Ну и что получается? Пожалуй, прав герой известного фильма, заявлявший, что нет такого мужчины, который, увидев красивую женщину, не хотел бы хотя бы на час оказаться холостяком. Впрочем, по нынешним меркам холостяком ни быть, ни казаться в подобной ситуации совершенно не обязательно.
Я не буду приводить много цитат, обращу внимание на те, которые особенно ярко и точно показывают, что рассказ написан рукою именно маститого автора, а не графомана-подельщика.
Ну вот хотя бы на самой грани того запретного, из-за чего рассказ не печатают ни в избранных, ни в собраниях сочинений Алексея Николаевича Толстого:
«Когда под смятыми, взбитыми юбками, над черным чулком показалась белая полоса ее тела, она блеснула ослепительней, чем если бы в купе зажглась разбитая проводником лампочка».

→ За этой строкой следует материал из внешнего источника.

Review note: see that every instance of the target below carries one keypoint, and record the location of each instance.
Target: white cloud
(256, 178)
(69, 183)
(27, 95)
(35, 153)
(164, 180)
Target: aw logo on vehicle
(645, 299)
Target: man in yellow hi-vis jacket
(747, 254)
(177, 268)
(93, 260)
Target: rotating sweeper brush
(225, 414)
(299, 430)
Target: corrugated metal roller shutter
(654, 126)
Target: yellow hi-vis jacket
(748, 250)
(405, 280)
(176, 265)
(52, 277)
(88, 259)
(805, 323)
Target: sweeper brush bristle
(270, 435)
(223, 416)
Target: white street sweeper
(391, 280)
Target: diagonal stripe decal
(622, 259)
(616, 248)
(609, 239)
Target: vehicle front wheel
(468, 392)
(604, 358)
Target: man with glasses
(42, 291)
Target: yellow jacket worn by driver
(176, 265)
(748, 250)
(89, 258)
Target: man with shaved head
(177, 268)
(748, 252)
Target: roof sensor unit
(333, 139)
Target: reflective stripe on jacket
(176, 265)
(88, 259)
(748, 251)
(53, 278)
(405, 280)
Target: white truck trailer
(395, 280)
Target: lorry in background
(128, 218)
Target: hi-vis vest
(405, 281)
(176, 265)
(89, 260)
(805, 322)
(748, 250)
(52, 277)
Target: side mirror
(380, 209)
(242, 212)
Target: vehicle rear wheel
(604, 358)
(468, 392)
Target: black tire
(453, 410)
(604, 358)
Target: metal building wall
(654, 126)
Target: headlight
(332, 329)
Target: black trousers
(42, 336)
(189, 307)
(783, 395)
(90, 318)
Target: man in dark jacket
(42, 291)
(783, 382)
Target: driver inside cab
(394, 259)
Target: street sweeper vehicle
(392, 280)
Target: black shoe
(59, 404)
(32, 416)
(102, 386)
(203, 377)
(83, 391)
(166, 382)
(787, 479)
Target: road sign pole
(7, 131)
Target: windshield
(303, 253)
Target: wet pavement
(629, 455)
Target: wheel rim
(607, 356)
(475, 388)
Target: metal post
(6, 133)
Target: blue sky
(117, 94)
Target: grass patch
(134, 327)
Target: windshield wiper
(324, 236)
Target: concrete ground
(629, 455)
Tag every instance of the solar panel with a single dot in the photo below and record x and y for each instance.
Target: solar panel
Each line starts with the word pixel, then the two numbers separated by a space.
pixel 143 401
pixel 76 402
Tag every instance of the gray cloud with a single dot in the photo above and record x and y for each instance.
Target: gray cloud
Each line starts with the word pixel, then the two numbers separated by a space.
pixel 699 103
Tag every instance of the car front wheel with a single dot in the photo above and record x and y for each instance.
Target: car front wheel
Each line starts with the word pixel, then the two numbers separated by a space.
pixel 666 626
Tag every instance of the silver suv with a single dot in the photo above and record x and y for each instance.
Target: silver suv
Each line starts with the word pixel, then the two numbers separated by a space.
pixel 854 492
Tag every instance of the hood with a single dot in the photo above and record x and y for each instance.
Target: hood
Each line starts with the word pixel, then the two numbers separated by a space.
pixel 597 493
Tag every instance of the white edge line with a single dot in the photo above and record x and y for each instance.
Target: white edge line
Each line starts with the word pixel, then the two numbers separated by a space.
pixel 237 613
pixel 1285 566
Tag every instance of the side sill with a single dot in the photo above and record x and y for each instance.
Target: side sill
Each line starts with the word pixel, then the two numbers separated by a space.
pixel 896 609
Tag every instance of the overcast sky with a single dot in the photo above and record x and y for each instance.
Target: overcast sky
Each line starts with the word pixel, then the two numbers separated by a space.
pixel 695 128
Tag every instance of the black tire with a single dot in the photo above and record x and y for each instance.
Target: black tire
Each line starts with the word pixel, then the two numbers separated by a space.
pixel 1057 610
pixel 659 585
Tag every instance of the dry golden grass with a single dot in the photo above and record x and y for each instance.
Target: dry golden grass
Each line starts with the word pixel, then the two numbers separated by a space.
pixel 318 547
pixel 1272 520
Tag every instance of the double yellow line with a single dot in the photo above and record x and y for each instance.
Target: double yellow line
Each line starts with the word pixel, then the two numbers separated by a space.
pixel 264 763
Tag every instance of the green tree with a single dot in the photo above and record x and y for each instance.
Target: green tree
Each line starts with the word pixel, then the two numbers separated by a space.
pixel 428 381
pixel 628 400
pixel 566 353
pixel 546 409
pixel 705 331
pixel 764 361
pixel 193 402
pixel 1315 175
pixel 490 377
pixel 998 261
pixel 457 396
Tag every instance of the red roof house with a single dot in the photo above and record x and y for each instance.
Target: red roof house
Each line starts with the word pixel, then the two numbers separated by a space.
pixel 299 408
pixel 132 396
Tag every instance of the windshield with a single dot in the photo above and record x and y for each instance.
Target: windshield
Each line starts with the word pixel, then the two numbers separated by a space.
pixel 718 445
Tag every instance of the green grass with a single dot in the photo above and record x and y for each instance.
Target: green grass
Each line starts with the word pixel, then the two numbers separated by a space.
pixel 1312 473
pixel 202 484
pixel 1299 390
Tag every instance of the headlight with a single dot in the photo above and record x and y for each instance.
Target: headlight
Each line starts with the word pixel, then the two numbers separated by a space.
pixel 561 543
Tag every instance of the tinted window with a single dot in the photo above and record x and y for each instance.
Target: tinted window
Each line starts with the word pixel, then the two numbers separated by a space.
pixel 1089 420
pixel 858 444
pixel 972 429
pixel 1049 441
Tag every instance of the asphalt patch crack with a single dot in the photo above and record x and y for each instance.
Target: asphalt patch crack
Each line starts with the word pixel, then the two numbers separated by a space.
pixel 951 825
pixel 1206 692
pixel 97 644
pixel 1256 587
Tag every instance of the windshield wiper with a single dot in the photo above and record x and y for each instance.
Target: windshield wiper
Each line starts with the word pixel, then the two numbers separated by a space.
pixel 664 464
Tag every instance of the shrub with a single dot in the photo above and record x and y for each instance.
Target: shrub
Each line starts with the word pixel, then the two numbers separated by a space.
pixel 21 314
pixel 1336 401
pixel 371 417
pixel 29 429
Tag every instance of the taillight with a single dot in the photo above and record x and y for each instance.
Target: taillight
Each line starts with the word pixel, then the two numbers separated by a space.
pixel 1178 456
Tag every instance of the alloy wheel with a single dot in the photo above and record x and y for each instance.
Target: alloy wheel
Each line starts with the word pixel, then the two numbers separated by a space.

Ну и далее весьма откровенные сцены, выписанные, повторяю, без употребления непотребных слов, а показанные, несмотря на их откровение, так, что не только не вызывают отторжения, а, напротив, заставляют сопереживать герою и не дают оторваться от текста, причем описание уводит нас от той задачи, которую выполняет герой, и даже дезориентирует читателя.
Удивительно точно переданы и чувства мужчины, обладавшего женщиной, которая, как стало известно, вовсе не увлеченная им барышня, а специально подосланная шпионка, выкравшая пакет и фактически обрекшая его на суровое наказание. В рассказе подробно описано и разоблачение, и захват шпионки, выкравшей пакет. Казалось бы, что теперь до нее? Сам кричал солдатам:
«– Режь ветки. Лупи ее! Так, еще сильнее! Ты скажешь, стерва! – кричал я, как безумный. Грязные и ужасные ругательства неслись из моих уст».
И тут же вдруг опасение:
«Уходя я слышал гоготание солдат и вдруг опомнился. Ведь они, скоты, изнасилуют ее. Эта мысль была невыносимой, делиться с кем-нибудь Еленой. О, нет! Она не должна быть больше ничьей. Я повернулся, Елена лежала без сознания».
Вот тут и проявилась ревность. Ревность к тем ощущениям, которые герой испытал до того, как стало известно, сколь он обманут и поставлен в ужасное положение:
«– Это шпионка. Она погубила армию. Повесить ее! – Скомандовал я и увидел, как откуда-то появилась веревка и поднялось вдруг с земли божественное тело.
Я увидел, как оно вздрогнуло, вытянулось, повисло невысоко над землей. Дрожь прошла по моему телу. Она была так же остра и полна, как прежние объятия Елены».
Какая буря чувств! Все существо героя еще помнило прикосновения к волшебному телу этой женщины. И вот сквозь ненависть к той, которая переиграла его, сумела завладеть секретным пакетом и поставила его на грань гибели, прорываются все те же желания, которыми он жил в минувшие сутки.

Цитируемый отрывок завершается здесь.